AT THE 2016 ASCO ANNUAL MEETING
CHICAGO (FRONTLINE MEDICAL NEWS) – The antibody drug conjugate rovalpituzumab tesirine (Rova-T) is active in DLL3-expressing recurrent and refractory small–cell lung cancer, according to results of a small, first-in-human trial.
Nearly a fifth of the 60 evaluable patients studied experienced tumor shrinkage, and 41% achieved clinical benefit, lead author Dr. Charles M. Rudin of Memorial Sloan Kettering Cancer Center, New York, reported at the annual meeting of the American Society of Clinical Oncology.

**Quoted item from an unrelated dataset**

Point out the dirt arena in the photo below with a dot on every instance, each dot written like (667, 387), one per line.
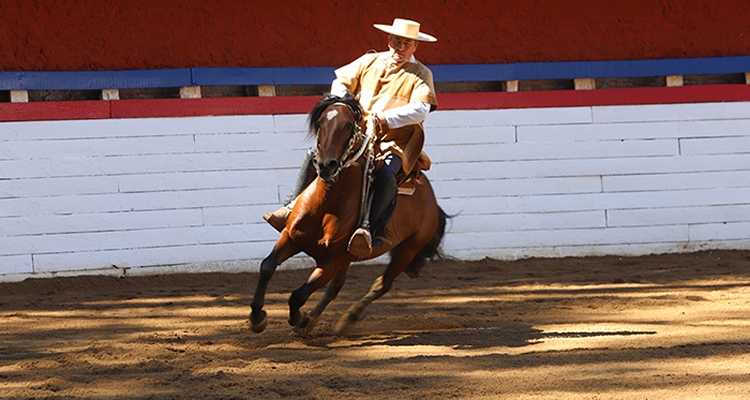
(663, 327)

“We have demonstrated activity in recurrent and refractory small–cell lung cancer and comparable responses in the second- and third-line settings,” he summarized. “Responses and survival numerically improve [upon] historical controls.”
“This was an early but interesting study of a novel antibody drug conjugate demonstrating activity in progressive small–cell lung cancer which is a very aggressive disease with limited treatment options,” commented moderator Dr. Smitha Krishnamurthi of University Hospitals Case Medical Center, Cleveland.
“What we were focusing on was a new target in small–cell lung cancer, which we believe may be a predictive biomarker for therapeutics. DLL3 is expressed in many small–cell lung cancers and is not expressed in any normal adult tissue,” Dr. Rudin explained. Rova-T contains an anti-DLL3 antibody and pyrrolobenzodiazepine, which together selectively kill DLL3-expressing cells. The study focused on safety and efficacy.
Of the 74 patients enrolled in the study, 60 had tumor tissue samples and were selected for further study. DLL3 was detected in 88% of the patients, and 67% had high-level expression, which was defined as having measurable DLL3 in at least 50% of cells.
All patients received Rova-T as a first-, second-, or third-line therapy. Eleven out of the 60 patients experienced tumor shrinkage and 68% achieved clinical benefit. Among the high–DLL3-expressing patients, 89% achieved and maintained stable disease for at least two scans taken every 6 weeks.
Among the 26 patients with the highest levels of DLL3, 39% responded to the drug, while 32% achieved 1-year survival.
The 12 patients who received Rova-T as a third-line therapy responded “particularly well, with 50% having tumor shrinkage,” reported Dr. Rudin.
“Most importantly, this is the first biomarker-directed therapy to be defined for the treatment of small–cell lung cancer, and this is a biomarker that is expressed in a large majority of small–cell lung cancers so a biomarker that may [have] utility for small–cell lung cancer. Small–cell lung cancer is a terrible disease and is really unchanged in clinically meaningful endpoints for patients. … Median survival [is] 9-10 months from time of diagnosis, and for recurrent disease, there is really one approved drug … so a lot of room for improvement here,” Dr. Rudin said. Although based on a small cohort, Dr. Rudin noted, “these data really look promising to us as a novel therapeutic for small–cell lung cancer.”
“These results clearly justify further clinical development. We are currently enrolling to those studies,” he said referring to TRINITY, a third-line, single-arm study with no comparative drug. TRINITY is currently enrolling patients in multiple centers. There are also several other trials in the works to look at other diseases with DLL3 expression and to assess Rova-T’s efficacy and safety in combination with other drugs.
Dr. Rudin disclosed that he has a consulting or advisory role with AbbVie, AVEO, Boehringer Ingelheim, GlaxoSmithKline, Merck, Celgene, Novartis, and has received funding from Biomarin. This study was funded by Stemcentrx.